Hi, have some issues with lakectl local: i creat...
# help
p
Hi, have some issues with lakectl local: i created a directory where I want to clone from remote to local. I have 3 branches created correctly. datalakeadmin@prj-sm-etm-dev-datalake-eval:~/ETM/lakefs/project_folder/lakefs/clone_target_dir$ lakectl local clone lakefs://datalake/main/ directory '/home/datalakeadmin/ETM/lakefs/project_folder/lakefs/clone_target_dir' exists and is not empty The issue is when I run ls -l in my working local directory it returns no objects. It seems the clone 'worked' yet retrieved no data files. Also when I enter lakefs local pull It works but no actual files are retrieved from remote. lakefs local list shows a valid linking with the server: lakectl local list: +-----------+-------------------------+------------------------------------------------------------------+ | DIRECTORY | REMOTE URI | SYNCED COMMIT | +-----------+-------------------------+------------------------------------------------------------------+ | . | lakefs://datalake/main/ | 4b846d749af8956bd1082f930d58258ff3128e4d0f00c0897b7794f4fafc7d35 | +-----------+-------------------------+------------------------------------------------------------------+
n
@Patrick Glynn Sorry to hear you're having issues with lakectl local. Can you tell me what you see when you run the command:
lakectl local status ~/ETM/lakefs/project_folder/lakefs/clone_target_dir
p
I get this output: lakectl local status ~/ETM/lakefs/project_folder/lakefs/clone_target_dir diff 'local:///home/datalakeadmin/ETM/lakefs/project_folder/lakefs/clone_target_dir' <--> 'lakefs://datalake/4b846d749af8956bd1082f930d58258ff3128e4d0f00c0897b7794f4fafc7d35/'... diff 'lakefs://datalake/4b846d749af8956bd1082f930d58258ff3128e4d0f00c0897b7794f4fafc7d35/' <--> 'lakefs://datalake/main/'... No diff found. I am not sure whether if the config.yaml is not linked correclty to the server instance or if I have misconfigured something minor
when I run lakefs doctor it says everything is correctly linked
n
Do you by chance have more than one lakeFS server up in your env? Could lakectl be configured to a endpoint where repo and main branch are empty?

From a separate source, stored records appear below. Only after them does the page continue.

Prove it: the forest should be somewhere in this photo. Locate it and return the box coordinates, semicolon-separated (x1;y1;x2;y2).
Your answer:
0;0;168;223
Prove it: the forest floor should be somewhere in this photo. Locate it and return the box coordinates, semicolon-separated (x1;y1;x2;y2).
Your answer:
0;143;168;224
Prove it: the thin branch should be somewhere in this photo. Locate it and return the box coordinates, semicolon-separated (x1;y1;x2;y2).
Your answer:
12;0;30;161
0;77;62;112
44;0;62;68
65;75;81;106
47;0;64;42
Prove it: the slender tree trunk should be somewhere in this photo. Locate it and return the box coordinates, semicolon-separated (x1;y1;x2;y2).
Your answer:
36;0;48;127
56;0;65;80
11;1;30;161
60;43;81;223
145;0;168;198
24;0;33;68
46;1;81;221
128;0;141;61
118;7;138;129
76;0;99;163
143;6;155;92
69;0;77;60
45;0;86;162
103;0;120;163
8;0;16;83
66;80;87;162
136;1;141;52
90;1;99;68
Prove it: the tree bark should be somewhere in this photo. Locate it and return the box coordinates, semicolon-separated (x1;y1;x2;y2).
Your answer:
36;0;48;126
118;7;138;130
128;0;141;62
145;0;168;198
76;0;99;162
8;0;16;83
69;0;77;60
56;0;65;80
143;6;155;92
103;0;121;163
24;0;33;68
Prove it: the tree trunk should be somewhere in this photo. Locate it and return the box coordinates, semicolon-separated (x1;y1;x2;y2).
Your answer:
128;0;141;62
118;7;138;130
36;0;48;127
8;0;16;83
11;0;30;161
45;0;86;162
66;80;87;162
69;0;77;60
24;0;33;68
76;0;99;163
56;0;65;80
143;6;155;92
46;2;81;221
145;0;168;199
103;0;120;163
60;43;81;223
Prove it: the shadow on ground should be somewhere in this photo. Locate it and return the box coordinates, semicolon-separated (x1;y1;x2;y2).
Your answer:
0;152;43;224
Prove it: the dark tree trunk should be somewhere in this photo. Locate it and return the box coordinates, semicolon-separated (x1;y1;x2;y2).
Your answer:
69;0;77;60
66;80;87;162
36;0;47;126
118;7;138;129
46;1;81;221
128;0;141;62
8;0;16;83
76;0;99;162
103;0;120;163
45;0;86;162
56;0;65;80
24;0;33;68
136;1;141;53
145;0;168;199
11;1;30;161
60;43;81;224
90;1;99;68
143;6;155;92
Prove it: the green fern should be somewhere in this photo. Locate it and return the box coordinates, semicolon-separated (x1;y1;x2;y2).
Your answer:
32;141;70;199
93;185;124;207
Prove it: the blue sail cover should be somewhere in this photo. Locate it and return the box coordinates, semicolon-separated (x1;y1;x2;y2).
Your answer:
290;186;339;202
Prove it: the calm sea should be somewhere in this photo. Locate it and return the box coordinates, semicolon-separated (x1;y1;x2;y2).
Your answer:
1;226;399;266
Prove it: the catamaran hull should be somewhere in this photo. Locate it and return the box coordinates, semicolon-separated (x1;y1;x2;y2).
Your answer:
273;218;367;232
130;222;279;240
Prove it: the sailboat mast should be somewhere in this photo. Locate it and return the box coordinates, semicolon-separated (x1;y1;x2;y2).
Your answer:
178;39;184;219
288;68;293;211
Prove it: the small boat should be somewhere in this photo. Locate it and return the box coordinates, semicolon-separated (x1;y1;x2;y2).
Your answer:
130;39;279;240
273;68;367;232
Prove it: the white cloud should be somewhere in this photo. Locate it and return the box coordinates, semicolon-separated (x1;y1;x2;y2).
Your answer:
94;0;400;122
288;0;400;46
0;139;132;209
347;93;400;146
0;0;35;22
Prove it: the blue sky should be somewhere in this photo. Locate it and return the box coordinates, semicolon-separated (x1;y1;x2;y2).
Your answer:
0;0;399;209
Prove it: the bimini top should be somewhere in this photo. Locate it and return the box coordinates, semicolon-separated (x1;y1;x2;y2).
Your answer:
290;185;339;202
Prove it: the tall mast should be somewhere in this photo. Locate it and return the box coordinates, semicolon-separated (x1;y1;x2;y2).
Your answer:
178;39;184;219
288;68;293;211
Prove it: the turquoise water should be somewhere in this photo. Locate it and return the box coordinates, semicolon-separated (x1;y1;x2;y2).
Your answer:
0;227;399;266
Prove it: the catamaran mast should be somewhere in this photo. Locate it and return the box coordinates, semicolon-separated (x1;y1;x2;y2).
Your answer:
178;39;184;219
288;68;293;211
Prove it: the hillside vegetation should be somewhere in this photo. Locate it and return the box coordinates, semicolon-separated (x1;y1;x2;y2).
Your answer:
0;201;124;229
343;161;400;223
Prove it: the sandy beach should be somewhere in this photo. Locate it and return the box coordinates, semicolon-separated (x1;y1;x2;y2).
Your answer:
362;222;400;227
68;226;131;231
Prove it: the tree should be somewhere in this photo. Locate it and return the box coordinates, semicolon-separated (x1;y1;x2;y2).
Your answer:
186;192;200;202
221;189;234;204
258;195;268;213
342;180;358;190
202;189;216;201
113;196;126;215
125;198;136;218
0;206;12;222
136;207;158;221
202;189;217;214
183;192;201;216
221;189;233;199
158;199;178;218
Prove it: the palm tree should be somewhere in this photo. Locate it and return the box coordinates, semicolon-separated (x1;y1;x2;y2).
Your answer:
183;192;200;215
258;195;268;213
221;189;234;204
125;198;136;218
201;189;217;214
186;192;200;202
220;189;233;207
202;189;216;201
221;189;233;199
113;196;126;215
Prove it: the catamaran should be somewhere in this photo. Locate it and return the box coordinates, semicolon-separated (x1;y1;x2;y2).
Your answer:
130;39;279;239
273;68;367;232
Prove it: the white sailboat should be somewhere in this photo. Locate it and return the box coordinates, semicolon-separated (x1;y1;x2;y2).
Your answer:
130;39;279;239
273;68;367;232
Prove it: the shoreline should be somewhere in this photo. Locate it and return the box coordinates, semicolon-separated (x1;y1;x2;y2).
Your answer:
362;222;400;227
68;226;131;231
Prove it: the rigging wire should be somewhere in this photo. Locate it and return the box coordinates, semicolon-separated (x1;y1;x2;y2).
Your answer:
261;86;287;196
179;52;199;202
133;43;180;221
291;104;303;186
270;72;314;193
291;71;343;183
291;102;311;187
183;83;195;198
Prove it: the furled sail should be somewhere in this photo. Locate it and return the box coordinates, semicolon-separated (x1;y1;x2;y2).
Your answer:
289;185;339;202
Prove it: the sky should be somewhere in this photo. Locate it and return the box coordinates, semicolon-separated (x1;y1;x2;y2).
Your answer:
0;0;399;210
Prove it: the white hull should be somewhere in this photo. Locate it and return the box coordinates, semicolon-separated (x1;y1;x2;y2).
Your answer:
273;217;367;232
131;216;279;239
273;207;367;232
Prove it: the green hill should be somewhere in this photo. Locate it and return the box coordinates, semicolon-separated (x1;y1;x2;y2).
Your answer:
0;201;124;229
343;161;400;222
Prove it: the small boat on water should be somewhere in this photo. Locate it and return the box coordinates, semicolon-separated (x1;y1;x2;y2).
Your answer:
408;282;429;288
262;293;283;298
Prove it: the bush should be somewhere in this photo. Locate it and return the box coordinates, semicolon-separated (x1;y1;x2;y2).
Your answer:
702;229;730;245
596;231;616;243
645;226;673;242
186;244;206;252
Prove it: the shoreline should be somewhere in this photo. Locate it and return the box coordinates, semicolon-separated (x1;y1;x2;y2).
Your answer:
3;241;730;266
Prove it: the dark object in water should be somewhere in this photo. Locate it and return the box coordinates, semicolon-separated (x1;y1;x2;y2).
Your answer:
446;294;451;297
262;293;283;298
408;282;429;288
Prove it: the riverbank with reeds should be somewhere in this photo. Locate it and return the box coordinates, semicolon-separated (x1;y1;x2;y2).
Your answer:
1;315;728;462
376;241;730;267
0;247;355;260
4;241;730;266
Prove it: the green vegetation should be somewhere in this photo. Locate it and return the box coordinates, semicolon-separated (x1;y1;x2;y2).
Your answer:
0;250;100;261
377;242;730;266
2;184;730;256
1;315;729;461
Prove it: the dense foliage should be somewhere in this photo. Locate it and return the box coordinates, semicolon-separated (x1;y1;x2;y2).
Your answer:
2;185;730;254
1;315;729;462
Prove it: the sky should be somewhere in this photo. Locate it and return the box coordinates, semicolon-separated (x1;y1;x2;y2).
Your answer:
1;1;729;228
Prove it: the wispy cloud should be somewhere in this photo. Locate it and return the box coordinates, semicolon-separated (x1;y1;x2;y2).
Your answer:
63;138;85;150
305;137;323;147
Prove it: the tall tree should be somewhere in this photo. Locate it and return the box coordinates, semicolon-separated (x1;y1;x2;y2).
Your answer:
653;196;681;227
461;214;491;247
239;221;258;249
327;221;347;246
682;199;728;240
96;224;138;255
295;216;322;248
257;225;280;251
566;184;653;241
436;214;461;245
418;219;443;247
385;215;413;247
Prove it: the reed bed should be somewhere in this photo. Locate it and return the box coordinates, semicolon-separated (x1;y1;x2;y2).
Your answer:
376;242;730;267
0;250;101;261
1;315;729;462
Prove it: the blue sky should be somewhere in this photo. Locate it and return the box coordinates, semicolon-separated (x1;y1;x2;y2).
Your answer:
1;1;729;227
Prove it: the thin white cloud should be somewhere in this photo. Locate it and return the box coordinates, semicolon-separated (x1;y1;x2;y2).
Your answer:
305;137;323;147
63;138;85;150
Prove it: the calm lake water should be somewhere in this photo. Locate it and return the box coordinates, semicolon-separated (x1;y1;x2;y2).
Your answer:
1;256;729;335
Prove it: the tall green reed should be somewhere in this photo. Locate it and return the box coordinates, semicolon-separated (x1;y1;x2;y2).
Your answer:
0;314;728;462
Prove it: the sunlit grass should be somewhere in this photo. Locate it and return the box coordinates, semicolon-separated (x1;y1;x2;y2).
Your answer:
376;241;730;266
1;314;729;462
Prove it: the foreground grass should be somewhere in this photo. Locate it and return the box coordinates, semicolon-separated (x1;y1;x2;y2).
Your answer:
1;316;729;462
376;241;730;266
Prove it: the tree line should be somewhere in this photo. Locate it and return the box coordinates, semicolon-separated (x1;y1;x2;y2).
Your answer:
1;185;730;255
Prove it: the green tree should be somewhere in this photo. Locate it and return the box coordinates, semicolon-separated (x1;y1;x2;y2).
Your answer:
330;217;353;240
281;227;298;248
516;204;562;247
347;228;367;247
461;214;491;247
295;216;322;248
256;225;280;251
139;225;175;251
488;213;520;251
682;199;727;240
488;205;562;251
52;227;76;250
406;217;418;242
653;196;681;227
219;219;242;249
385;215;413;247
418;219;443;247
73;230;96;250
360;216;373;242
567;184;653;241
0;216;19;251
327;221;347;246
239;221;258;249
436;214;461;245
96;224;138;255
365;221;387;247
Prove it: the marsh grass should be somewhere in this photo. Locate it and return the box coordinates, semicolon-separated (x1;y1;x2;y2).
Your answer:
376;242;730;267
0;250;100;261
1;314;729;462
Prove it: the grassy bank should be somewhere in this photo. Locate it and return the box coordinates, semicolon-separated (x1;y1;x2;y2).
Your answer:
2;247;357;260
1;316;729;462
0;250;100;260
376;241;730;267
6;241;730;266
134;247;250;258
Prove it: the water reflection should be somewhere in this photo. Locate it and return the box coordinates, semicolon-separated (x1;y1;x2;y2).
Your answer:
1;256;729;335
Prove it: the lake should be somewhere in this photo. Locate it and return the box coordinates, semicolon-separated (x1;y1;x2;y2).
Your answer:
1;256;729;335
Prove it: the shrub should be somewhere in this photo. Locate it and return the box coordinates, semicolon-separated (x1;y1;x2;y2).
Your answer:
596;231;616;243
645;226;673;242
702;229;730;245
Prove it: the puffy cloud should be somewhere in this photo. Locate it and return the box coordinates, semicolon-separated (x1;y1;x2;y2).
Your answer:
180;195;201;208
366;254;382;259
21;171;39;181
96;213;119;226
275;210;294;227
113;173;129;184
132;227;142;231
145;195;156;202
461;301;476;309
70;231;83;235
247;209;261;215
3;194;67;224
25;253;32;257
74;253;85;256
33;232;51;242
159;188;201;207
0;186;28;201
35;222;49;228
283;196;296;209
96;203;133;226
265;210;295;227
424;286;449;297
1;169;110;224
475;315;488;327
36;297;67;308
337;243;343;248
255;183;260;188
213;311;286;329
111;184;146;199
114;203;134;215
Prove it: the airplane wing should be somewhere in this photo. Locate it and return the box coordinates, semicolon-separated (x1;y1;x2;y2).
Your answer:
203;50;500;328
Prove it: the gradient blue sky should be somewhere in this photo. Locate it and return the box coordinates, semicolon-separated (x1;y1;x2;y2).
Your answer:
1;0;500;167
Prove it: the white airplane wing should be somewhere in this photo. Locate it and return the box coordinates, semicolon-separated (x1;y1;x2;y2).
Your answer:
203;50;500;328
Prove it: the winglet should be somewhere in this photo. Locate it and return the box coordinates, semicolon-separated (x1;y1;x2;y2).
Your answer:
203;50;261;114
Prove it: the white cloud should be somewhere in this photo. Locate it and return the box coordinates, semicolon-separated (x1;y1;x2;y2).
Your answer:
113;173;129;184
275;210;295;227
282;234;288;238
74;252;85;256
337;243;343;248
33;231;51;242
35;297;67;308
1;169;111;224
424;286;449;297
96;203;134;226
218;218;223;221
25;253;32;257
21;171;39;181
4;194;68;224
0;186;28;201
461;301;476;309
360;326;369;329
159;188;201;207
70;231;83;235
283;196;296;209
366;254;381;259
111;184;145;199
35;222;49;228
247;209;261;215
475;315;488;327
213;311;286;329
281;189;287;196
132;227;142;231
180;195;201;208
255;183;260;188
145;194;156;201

Can you verify that this commit
4b846d749af8956bd1082f930d58258ff3128e4d0f00c0897b7794f4fafc7d35
is the top commit of your main branch?
p
do I use lakefs diff to check that?
n
You can do that via the web UI or via
lakectl log
command
p
I ran the command and I can confirm
4b846d749af8956bd1082f930d58258ff3128e4d0f00c0897b7794f4fafc7d35
is the top commit
n
Can you run
lakectl fs ls <lakefs://datalake/main/>
p
I ran the command, it show the objects! 🙂
i guess ls -l for some reason doesnt show the objects because they are some how abstracted by lakefs?
is that the case?
n
No, object should have been downloaded and you should have seen them
What lakectl version are you currently using?
p
lakeFS version: 1.20.0
n
OK - I think I have a suspicion
can you run
ls ~/ETM/lakefs/project_folder/lakefs/clone_target_dir
p
returns nothing or executes and proposes a new cursor line
n
That's very strange - can you tell me a little bit about your system
p
its a Ubuntu linux system that is cmdline interface only. I am connecting to it via ssh Putty
n
Also can you run the command
ls -la
p
returns objects: total 12 drwxrwxr-x 2 datalakeadmin datalakeadmin 4096 Apr 16 07:36 . drwxrwxr-x 5 datalakeadmin datalakeadmin 4096 Apr 17 08:00 .. -rw-r--r-- 1 datalakeadmin datalakeadmin 124 Apr 17 08:25 .lakefs_ref.yaml
n
is that your clone directory?
Lets do this - first delete the
.lakefs_ref.yaml
file
p
yes its my clone directory
n
Then I want you to run:
lakectl local clone <lakefs://datalake/main/> test
Now try
ls -la test
👍 1
Did it work?
p
it worked
could you explain what happened? just for personal knowledge and debugging it would be interesting for me to know
and what is the purpose of test after datalake/main? Is that to create another sub directory to point the clone output to?
thanks btw also 👍
jumping lakefs 1
n
I'm not exactly sure what happened. Perhaps you ran
lakectl local init
on that folder before you tried to clone? Basically we do not allow to perform clone on a directory which is not empty. Clone is an operation that consist of
init
and then
pull
. The init command is the one that creates the ref file which indicate to lakectl that this is a data directory. The extra parameter (
test
) is an optional argument telling the clone command what is that path to use. If not provided it uses the current working directory. If the provided path doesn't exist we try to create it.
p
I think yes I executed lakect local init before
however is it still normally test is empty? because shouldnt it have the imported directory or do I do I need to pull the contents
n
I'm not sure I understand the question
There's the issue why the status command did not show you the diff between the remote and local directory. I will look into it further today
OK, regarding why pull didn't work for you. The issue is that pull takes only the changes from the remote into the local directory. In your example after init, the files that did not exist in the local directory are not considered as new data from the remote path but rather as files that were deleted locally from the data folder. Therefore there is nothing to pull from remote. The correct command to sync between the remote and local in that case will be
lakectl local checkout